The so-called debt commission, presently mired in partisan disagreement that forced its chairmen to delay until Friday the release of its recommendations, is just one of many such panels, some more obscure than others, currently at work in the federal government.

While most presidents have made use of commissions, such panels also underscore a key feature of President Obama’s leadership, which often relies on drawn-out negotiations and consensus building to make decisions. In addition to asking a commission to sort out the politically painful choices required to reduce the budget deficit, the president has appointed panels to consider matters ranging from the devastating oil spill in the Gulf of Mexico to the creation of a national Latino museum.

Next month, Obama is expected to receive a report from the National Commission on the BP Deepwater Horizon Oil Spill and Offshore Drilling.
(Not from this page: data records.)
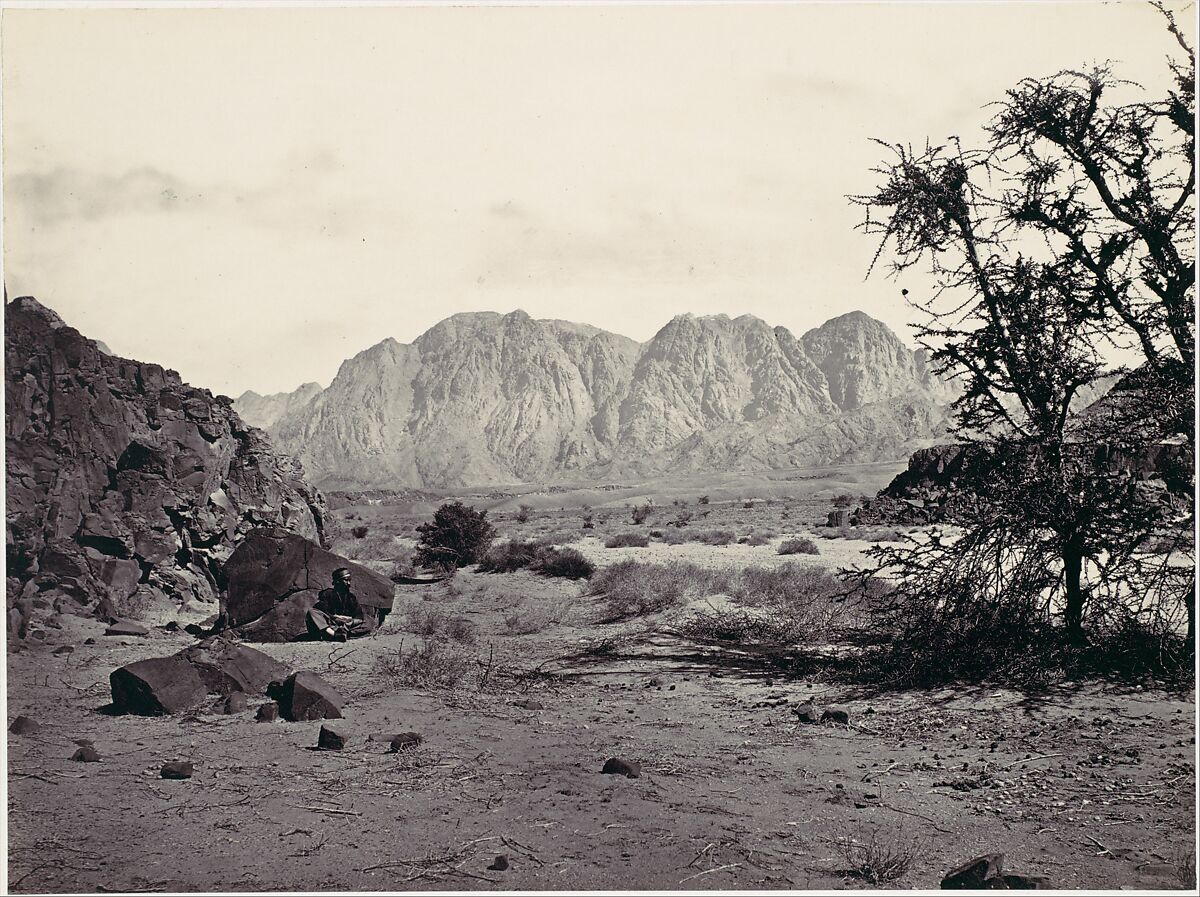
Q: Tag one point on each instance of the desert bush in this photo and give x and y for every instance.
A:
(634, 589)
(459, 535)
(713, 537)
(641, 513)
(564, 563)
(509, 557)
(628, 540)
(799, 546)
(432, 666)
(879, 859)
Created in response to the Gulf of Mexico crisis earlier this year, the panel has been meeting with relatively little notice since July, their low profile a stark contrast to the hype, attention and blame that surrounded the disaster itself.

Whether the report reignites some measure of that controversy depends largely on its contents, which are expected to include recommendations on drilling policy.

“Oftentimes, the creation of a commission is a way of assuring the American public and the Congress that the president is not avoiding an issue and ducking it, but using knowledgeable people to address it,” said Bradley H. Patterson, an aide to three presidents and author of two books about White House operations.

Still, some commissions see more action than others. Currently gathering dust is a July report by the Joint Ocean Commission, outlining a new national policy for the seas.

Of uncertain fate is a report by the Commission to Study the Potential Creation of a National Museum of the American Latino, a project under study since 2003.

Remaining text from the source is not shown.